Je parlais à Paris Match… Et il y avait un hélicoptère qui amenait de la nourriture au sommet de cette colline pour les Interahamwe, ce qui m’a horrifié, j’étais totalement stupéfait.

Donc j’ai dit aux militaires et aux journalistes français « ces hommes sont
dans le mauvais camp et ils ne comprennent foutrement rien à ce qui se passe.
Ce qui est important se passe là-bas ». Et j’ai pointé vers le bas vers le site
où je savais que les massacres se déroulaient.

Donc je suis redescendu en voiture en emmenant l’équipe de Paris Match avec nous. En descendant, c'est sûr, nous avons trouvé des enfants. J’ai trouvé un enfant qui avait le sommet de son crâne découpé et manquant, encore en vie. Le sommet du crâne manquait comme un oeuf. Il y avait des corps partout, en particulier en remontant la colline vers la gauche, c’était horrible. Il y avait des gens avec des blessures récentes, d’autres avec de vieilles blessure pourries, des corps en décomposition, des corps récents.

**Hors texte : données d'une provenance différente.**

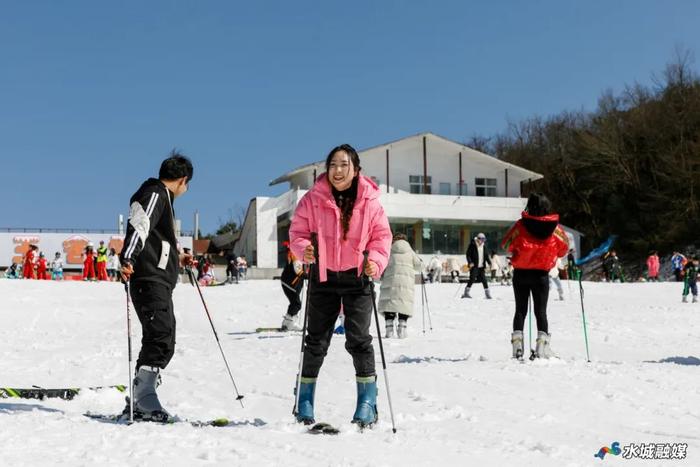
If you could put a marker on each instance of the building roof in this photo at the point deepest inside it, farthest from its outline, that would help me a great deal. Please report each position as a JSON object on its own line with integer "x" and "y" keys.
{"x": 319, "y": 165}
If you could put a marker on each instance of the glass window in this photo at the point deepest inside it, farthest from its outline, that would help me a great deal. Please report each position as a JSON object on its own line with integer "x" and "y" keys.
{"x": 416, "y": 185}
{"x": 485, "y": 186}
{"x": 441, "y": 238}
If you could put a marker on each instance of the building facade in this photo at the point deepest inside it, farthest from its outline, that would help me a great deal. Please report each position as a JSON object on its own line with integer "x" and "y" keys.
{"x": 438, "y": 192}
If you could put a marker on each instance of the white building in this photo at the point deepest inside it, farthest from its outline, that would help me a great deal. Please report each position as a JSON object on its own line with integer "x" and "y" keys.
{"x": 438, "y": 192}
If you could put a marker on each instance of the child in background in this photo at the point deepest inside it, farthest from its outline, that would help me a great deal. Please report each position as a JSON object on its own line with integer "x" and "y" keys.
{"x": 89, "y": 263}
{"x": 29, "y": 260}
{"x": 11, "y": 272}
{"x": 41, "y": 268}
{"x": 113, "y": 265}
{"x": 57, "y": 267}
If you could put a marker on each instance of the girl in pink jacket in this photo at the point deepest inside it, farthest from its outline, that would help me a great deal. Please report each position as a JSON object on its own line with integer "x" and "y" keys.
{"x": 342, "y": 211}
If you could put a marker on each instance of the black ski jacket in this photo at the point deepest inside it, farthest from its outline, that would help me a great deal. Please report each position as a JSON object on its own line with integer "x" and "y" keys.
{"x": 473, "y": 255}
{"x": 150, "y": 244}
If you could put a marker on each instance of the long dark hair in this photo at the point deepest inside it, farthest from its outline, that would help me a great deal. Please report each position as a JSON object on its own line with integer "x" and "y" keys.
{"x": 348, "y": 202}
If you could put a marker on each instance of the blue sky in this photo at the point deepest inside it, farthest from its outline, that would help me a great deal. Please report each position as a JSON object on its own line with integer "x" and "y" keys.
{"x": 93, "y": 95}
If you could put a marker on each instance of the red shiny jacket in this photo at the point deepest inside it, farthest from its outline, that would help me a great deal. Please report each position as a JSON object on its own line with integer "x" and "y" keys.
{"x": 536, "y": 242}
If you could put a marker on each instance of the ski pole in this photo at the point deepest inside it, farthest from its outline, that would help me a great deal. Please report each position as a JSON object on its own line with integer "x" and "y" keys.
{"x": 309, "y": 270}
{"x": 529, "y": 320}
{"x": 239, "y": 397}
{"x": 422, "y": 299}
{"x": 379, "y": 338}
{"x": 583, "y": 316}
{"x": 128, "y": 333}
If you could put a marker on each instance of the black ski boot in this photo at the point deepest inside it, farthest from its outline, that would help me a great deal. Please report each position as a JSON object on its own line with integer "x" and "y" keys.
{"x": 146, "y": 404}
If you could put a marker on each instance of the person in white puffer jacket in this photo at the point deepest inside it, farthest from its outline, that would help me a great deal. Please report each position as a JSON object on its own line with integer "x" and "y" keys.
{"x": 397, "y": 289}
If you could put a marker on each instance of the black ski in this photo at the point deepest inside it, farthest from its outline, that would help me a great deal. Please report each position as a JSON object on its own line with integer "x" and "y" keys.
{"x": 122, "y": 420}
{"x": 275, "y": 330}
{"x": 323, "y": 429}
{"x": 40, "y": 393}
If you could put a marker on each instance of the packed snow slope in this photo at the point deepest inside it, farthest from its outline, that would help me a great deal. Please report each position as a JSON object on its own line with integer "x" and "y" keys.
{"x": 458, "y": 397}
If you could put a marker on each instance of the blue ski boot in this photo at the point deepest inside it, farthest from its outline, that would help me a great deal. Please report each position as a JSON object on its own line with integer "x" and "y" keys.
{"x": 366, "y": 411}
{"x": 305, "y": 409}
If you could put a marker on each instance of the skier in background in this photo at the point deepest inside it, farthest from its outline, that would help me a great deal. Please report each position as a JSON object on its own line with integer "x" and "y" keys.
{"x": 612, "y": 262}
{"x": 292, "y": 280}
{"x": 343, "y": 210}
{"x": 57, "y": 267}
{"x": 102, "y": 261}
{"x": 89, "y": 263}
{"x": 536, "y": 241}
{"x": 398, "y": 284}
{"x": 478, "y": 258}
{"x": 231, "y": 268}
{"x": 690, "y": 284}
{"x": 41, "y": 268}
{"x": 29, "y": 260}
{"x": 678, "y": 262}
{"x": 554, "y": 277}
{"x": 113, "y": 265}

Il n’y avait aucun signe des Interahamwe à ce moment, pas de signes manifestes
à part ceux qui étaient en train de parler avec les militaires français en haut
de la colline.

De ce que je me rappelle, pendant que j’étais en bas, les gens de Paris Match étaient choqués par ce qu’ils voyaient. Ils sont remontés sur la colline et ont trouvé deux parachutistes, et deux gendarmes du GIGN, ils les ont fait descendre pour leur montrer ce qu’ils avaient vu.

Je sais que les paras français avaient des bérets rouges et les gendarmes avaient des uniformes différents, des bérets différents. Ils sont venus en bas et nous leur avons montré ce que nous voyions et ils ont dit qu’ils remontaient sur la colline pour rapporter à leur officier ce qu’ils avaient trouvé et qu’il y avait des massacres en cours.

Quelques survivants Tutsi que l’on rencontrait, il y en a un ou deux qui sont sortis des buissons pour nous parler et nous dire ce qui se passait. Ils sont retournés se cacher. Il y a eu beaucoup d’aller-retours parmi les troupes françaises, alors qu’ils remontaient sur la colline d’autres descendaient, d’autres remontaient vers le sommet pour faire leur rapport par radio. C’est ça.

Donc les premières personnes qui sont descendues avec les paras, ils ont appelé à la radio. Deux gendarmes de plus sont descendus. Après ils sont remontés, les paras sont remontés car ils n’avaient pas de réponse à la radio. Finalement après plusieurs heures, Marin Gillier et son équipe sont descendus et ont clairement réalisé ce qui se passait, quels qu'aient été ses ordres. Et il m’a dit qu’ils étaient là pour stopper le FPR. Et que ça allait être dangereux au sommet de la colline et que nous ne devions pas traîner par là car il allait y avoir des combats à cause du FPR qui était proche, ce qui était vrai, et qu’il avait ordre de les stopper.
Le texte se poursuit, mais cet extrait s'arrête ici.